All fun and games (until someone loses an eye) est une exposition d’Oystein Aasan (né en 1977, vit et travaille à Berlin) dont les intentions sont placées dans les intervalles laissés ouverts entre lecture et écriture.


Double Bind (2011) est une structure qui transpose un script aux dimensions de la sculpture et de l’architecture. La pièce prend pour source un film de John Ford, Stagecoach (1939), récit d’un groupe de voyageurs traversant en diligence le territoire Apache. Le film, archétype du western hollywoodien, est ponctué de retournements narratifs dans lesquels les personnages, durant leurs échanges énigmatiques avec les groupes indigènes parlant un langage inconnu, font l’expérience du « double bind ». Cette situation de « double contrainte » a été théorisée par l’anthropologue américain Gregory Bateson comme une soumission à plusieurs injonctions paradoxales, un dilemme de la communication provoquant la collision mentale de messages contradictoires menant le sujet à formuler une réponse validant certains messages, et niant inévitablement les autres. Le « double bind » est ainsi une machine à produire des vérités partielles, de l’erreur, une mécanique du faux dans laquelle répondre signifie enfreindre. L’histoire de confrontation à l’Autre (ici, les native americans) qui traverse le film se dédouble dans cet état de conscience altérée. C’est cette mécanique falsificatrice que la pièce Double Bind détecte dans la production de ce qui, au cinéma, est censé traduire dans le film la vérité des intentions de son auteur : le script. Après de multiples visionnages de Stagecoach, Oystein Aasan a produit ce qui pourrait lui tenir lieu de trame scénaristique. En tentant de retrouver ce qui a donné au film ses contextes, ses paysages, ses cadres, son découpage en séquences ou ses articulations narratives, et en remontant le cours du film de sa « lecture » à son « écriture », cette version du script se présente comme un voyage à rebours dans la production de l’industrie du cinéma hollywoodien, et manifeste ce qui, du script original, a été perdu, mais aussi la somme d’erreurs, de projections ou de développements involontaires que la position de lecteur a permis d’y insérer. A cette version du script fait face sa version originale, retrouvée après coup. Les deux versions on été reportées par transfert typographique, transposées lettre à lettre dans une grille autoritaire, faisant avant tout de la pratique de la lecture une affaire de perception rétinienne.

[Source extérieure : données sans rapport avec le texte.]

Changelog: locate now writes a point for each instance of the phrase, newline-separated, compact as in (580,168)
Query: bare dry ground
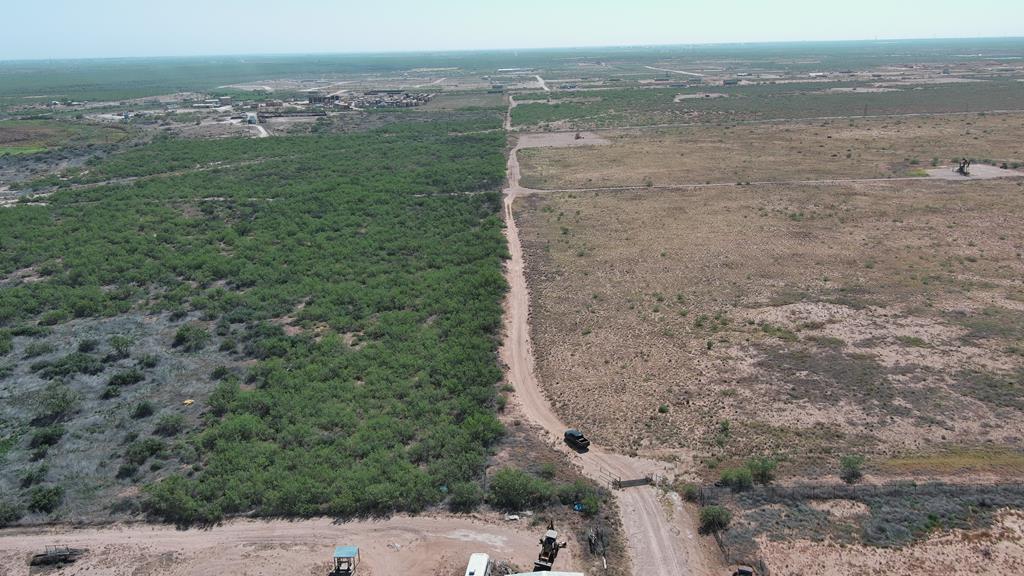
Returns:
(884,318)
(995,550)
(835,149)
(435,545)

Double Bind est surplombé par la pièce éponyme de l’exposition, All fun and games (until someone loses an eye) (2011), structure acoustique délimitant une surface pouvant évoquer le studio de post-production du cinéma, et instaurant une séparation physique et auditive entre l’espace du script et celui du lieu qui l’accueille : une architecture sans murs.

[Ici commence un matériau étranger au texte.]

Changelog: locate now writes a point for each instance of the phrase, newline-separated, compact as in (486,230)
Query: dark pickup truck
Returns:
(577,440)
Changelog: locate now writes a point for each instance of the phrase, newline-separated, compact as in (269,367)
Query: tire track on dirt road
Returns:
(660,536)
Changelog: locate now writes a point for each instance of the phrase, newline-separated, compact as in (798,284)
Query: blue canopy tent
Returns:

Reading Hemingway without guilt (2006) adapte le geste formel et l’activité technicienne de Double Bind à un ensemble de textes circonscrivant l’œuvre d’Ernest Hemingway. Ce corpus de textes qui, en périphérie de la production de l’auteur, constitue son « discours second », est composé de revues critiques ou d’exégèses focalisant leurs analyses sur les tâches monumentales que doivent accomplir les héros de l’écrivain américain. Leur transfert dans la grille contraignant la lecture fait du sous-texte de ce corpus – l’épreuve à surmonter – ce qui s’impose précisément au regard au moment de déchiffrer le texte, et de son objet – l’auteur en question – le point aveugle autour duquel s’organise une visibilité obstruée.


The Rubber Room (n° 1 & n° 2) (2011) est à la fois une technique de mémorisation et d’archivage de l’exposition, la version primitive de son catalogue, et l’évocation d’une forme minimale du livre, rassemblant différents documents se révélant comme les fragments d’ascendance du projet, ses sources. Mais, loin d’assurer la fonction didactique d’un paratexte venant révéler des intentions, des enjeux ou des énoncés, The Rubber Room multiplie et creuse dans toute compréhension trop immédiate de nouvelles brèches où précipiter l’interprétation, en pointant l’écriture de l’exposition comme une pratique de la reliure.

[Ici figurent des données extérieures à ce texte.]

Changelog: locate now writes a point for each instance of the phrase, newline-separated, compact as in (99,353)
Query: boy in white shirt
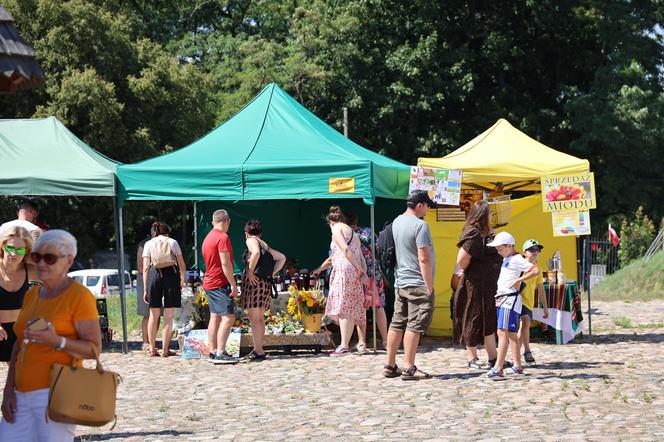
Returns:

L’exposition procède d’une écriture qui, pour avoir d’abord été une lecture, ne consiste pas forcément à être assimilée, mais à conserver avec son contexte de réception une distance fondatrice. La traduction du matériau textuel en impacts optiques apparaît comme la réduction du texte – et de sa capacité à parler de son objet – au mutisme : il ne s’agit plus de lire mais de déchiffrer. La petite musique du texte a laissé place à un grand bruit blanc. L’exposition met ainsi en œuvre une rhétorique de la soustraction : le travail de recherche des intentions originales (d’un film, d’un auteur, d’une exposition) s’expose en négatif, son objet est oblitéré par des techniques minimum de transfert ou de reliure, opérations par lesquelles les intentions se donnent à la lecture sur le mode de l’obstruction. Ce qui s’énonçait comme une entreprise de transparence (retrouver ce qui, par exemple, de John Ford ou d’Hemingway passerait dans le texte) s’expose selon un procédé d’opacification dans le passage en force de la langue dans l’étau de la grille moderniste.


Il faut insister sur ce que Double Bind et Reading Hemingway without guilt n’ont pas été produits à l’aide d’un outil de reproduction industriel, mais par transfert de lettrines. Le caractère manuel du transfert – et non de l’impression – pratiqué ici par Aasan, introduit une nuance qui déplace l’immédiateté du geste mimétique en quoi consiste le procédé industriel de reproduction vers une activité plus platement archaïque de copiste. Quelque chose d’une exactitude a été perdu, insérant une marge de temps-retard jusque dans le geste d’inscription des textes. On pourrait dire du texte qu’il « travaille » comme on le dit d’une charpente. L’exposition est à cet égard une mise en scène du rapport d’opacité qu’entretient la production des œuvres avec les oeuvres elle-mêmes, et par extension de la construction discursive éloignant les œuvres de leur réception : au geste littéral de transfert qui encrypte le texte et le rend mutique répond comme en miroir l’aveuglement partiel du spectateur, ici en situation de « myopie ». Le motif contradictoire de la lecture qui a produit l’exposition se trouve alors littéralisé pour le regard qui goûtera aussi bien l’implacable réverbération de scripts muets que la nature invérifiable des données reproduites. Dans ce qu’elles étendent le temps de la lecture à celui de l’exposition, les œuvres dessinent ici le cadre d’une vision « à délai », résistent ainsi au présent univoque de l’idéologie didactique en se donnant dans un temps différé qui est celui d’une actualisation perpétuelle de leur discours et de leur identité, comme un défi lancé au regard de dégeler le texte.


Aussi les gestes ici mis en œuvre par Aasan résident-ils moins dans l’évidence des projections interprétatives immédiates que dans des opérations de  dissimulation, d’invisibilité et de retrait. L’exposition fait résider les intentions hors texte, établissant l’invisible comme son objet, et consistant ainsi en l’apparition évènementielle de ses propres limites.